The Thayer School expansion involves a lot of changes to an entire district of the campus. Campus Services has information on the overall project.
The page describes the new Thayer School building:
The proposed building, to be located south of the Maclean Engineering Sciences Center, will be constructed over a new three-level parking garage. The garage will replace Cummings lot, and will significantly increase the number of parking spaces in this area. This project will also change the flow of traffic along West Wheelock Street and throughout the West End. Thayer Drive will close, and a new access road will be constructed specifically to provide access to the parking garage, and Thayer loading docks and the Channing Cox parking lot. Old Tuck Drive will be reconstructed and reopened to support one-way traffic heading from west to east. Improvements to the intersection of West Wheelock, West Street, and the new access road will also be made to improve access and safety of pedestrians, cyclists and drivers.

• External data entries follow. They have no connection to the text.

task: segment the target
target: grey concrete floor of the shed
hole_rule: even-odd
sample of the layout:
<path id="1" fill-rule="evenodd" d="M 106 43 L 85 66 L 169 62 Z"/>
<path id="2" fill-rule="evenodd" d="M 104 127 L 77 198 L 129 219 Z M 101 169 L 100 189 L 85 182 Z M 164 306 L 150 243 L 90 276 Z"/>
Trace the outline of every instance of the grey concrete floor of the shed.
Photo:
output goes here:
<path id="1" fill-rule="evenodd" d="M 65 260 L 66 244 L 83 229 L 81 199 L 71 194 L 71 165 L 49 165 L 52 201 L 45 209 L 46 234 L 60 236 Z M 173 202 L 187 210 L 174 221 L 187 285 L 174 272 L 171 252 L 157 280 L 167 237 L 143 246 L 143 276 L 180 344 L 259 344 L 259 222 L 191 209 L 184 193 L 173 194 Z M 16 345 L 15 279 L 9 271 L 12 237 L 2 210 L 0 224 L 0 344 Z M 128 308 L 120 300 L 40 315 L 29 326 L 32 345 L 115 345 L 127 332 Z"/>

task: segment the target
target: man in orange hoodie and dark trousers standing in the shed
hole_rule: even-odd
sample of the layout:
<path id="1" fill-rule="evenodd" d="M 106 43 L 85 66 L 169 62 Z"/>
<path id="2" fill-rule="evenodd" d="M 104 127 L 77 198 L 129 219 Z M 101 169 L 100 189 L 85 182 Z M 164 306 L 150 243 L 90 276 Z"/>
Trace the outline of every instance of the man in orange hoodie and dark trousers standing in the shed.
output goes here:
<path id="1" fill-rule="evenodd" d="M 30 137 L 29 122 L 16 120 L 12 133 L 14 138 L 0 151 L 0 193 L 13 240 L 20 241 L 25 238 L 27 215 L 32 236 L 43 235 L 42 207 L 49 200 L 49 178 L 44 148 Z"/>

Dartmouth News has a story on the proposal for a new set of stoplights on West Wheelock Street at Thayer Drive (see also the Valley News).
We learn from the college news story that the Thayer School building “will be connected at ground level to the MacLean Engineering Sciences Center and Cummings Hall.” Presumably “at ground level” means aboveground as opposed to belowground, where the garage is. Because renderings show only a second-level bridge connecting the new building to MacLean; pedestrians will go under the bridge to follow the “Green to Blue” route. See this rendering reproduced from the latest Dartmouth Life print publication (showing the existing brick wall of MacLean in white on the right):
Incidentally, the college’s project manager for the Beyer Blinder Belle West End Master Plan was planner Douwe Wieberdink; he’s now with BBB. And the landscape architects for the West End work are Michael Van Valkenburgh Associates: perhaps one can feel a bit better about the fate of historic Tuck Drive following its partial demolition.